ObjectiveTo discuss the efficacy of type Ⅱ hybrid aortic arch repair for type A aortic dissection in patients of different age groups.MethodsWe retrospectively analyzed the clinical data of 126 patients with type A aortic dissection admitted to the Fuwai Hospital between January 2016 and December 2018, including 78 (61.9%) males and 48 (38.1%) females, with an average age of 61.8±6.9 years. The patients were divided into an elderly group (≥60 years, n=82) and a non-elderly group (<60 years, n=44). The preoperative, intraoperative and postoperative data of patients in the two groups were compared.ResultsThe age between the elderly and non-elderly group was significantly different (65.9±4.1 years vs. 54.3±4.1 years, P<0.010), and no significant difference was found between the two groups in other preoperative baseline data. There were 6 (4.8%) patients of early death, 3 (2.4%) patients of stroke and 2 (1.6%) patients of paralysis. A total of 194 stents were implanted, and the average dimeter of the stents was 33.6±1.8 mm and the average length was 199.0±6.7 mm. The non-elderly group had shorter mechanical ventilation time (31.9±41.7 h vs. 61.0±89.2 h, P=0.043) and ICU stay time (77.8±51.4 h vs. 143.1±114.4 h, P<0.001) than the elderly group. There was no significant difference in in-hospital mortality rate, reoperation rate or survival rate between the two groups (P>0.05).
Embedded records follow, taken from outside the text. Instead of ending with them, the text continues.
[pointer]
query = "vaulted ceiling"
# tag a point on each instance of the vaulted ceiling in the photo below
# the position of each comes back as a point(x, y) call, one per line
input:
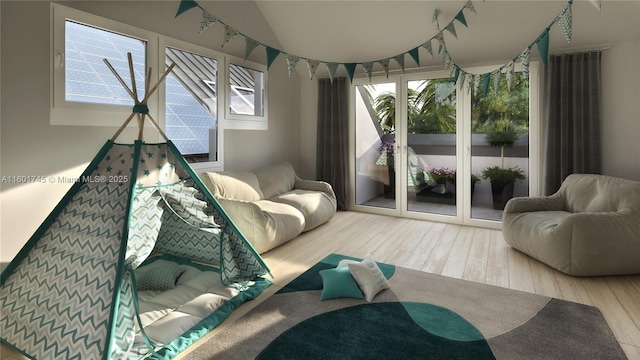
point(359, 31)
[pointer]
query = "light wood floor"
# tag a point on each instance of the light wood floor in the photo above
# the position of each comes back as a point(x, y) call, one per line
point(463, 252)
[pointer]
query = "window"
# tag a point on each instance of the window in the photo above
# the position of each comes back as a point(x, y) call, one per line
point(87, 78)
point(85, 92)
point(428, 148)
point(247, 104)
point(191, 104)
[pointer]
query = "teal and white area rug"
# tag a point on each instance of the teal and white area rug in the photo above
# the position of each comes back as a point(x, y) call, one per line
point(422, 316)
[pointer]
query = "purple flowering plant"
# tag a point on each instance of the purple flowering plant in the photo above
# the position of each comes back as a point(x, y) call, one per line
point(388, 146)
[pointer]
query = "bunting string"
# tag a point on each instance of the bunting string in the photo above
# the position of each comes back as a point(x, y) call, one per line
point(563, 20)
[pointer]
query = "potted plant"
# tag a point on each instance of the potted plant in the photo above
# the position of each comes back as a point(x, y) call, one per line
point(387, 157)
point(502, 133)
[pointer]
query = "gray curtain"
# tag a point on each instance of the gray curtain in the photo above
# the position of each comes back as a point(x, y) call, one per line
point(572, 115)
point(332, 151)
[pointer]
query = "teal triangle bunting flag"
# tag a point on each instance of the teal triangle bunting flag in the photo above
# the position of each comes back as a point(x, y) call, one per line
point(452, 29)
point(415, 56)
point(249, 45)
point(186, 5)
point(400, 60)
point(331, 69)
point(385, 66)
point(351, 68)
point(543, 46)
point(312, 65)
point(272, 54)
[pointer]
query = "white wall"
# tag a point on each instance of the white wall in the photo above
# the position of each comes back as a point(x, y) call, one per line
point(31, 146)
point(620, 110)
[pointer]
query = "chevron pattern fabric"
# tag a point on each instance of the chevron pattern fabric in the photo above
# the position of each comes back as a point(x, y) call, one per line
point(238, 262)
point(56, 304)
point(177, 238)
point(125, 330)
point(57, 300)
point(144, 225)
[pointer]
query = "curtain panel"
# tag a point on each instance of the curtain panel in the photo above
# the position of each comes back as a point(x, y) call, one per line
point(332, 150)
point(572, 114)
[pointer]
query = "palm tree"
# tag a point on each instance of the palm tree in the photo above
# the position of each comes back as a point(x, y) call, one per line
point(426, 113)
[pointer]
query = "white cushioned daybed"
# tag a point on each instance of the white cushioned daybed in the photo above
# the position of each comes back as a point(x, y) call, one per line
point(175, 295)
point(272, 205)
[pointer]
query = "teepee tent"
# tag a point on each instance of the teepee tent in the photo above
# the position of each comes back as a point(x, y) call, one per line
point(71, 293)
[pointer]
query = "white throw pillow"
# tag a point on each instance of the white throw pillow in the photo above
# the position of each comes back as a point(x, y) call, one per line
point(369, 277)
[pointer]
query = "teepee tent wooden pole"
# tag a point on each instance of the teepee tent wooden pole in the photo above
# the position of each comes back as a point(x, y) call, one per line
point(140, 108)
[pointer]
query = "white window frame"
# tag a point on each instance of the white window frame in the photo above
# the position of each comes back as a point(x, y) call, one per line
point(239, 121)
point(463, 133)
point(217, 165)
point(87, 114)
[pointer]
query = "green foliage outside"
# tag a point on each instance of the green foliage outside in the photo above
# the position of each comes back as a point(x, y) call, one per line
point(432, 107)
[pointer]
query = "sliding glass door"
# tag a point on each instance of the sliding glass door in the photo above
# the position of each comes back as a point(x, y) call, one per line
point(430, 140)
point(375, 145)
point(430, 148)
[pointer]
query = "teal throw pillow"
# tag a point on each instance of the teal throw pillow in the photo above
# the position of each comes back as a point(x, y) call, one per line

Follow-up time was 1-43 (22.6±10.8) months, and 3 patients were lost. There were 104 (82.5%) patients of complete thrombus formation of false lumen in stent and endoleak was reported in 11 (9.2%) patients.ConclusionType Ⅱ hybrid aortic arch repair offers an alternative approach to acute type A aortic dissection with acceptable early and mid-term clinical effects. The non-elderly patients have a similar early treatment effect to the elderly patients, but have a better mid-term outcome.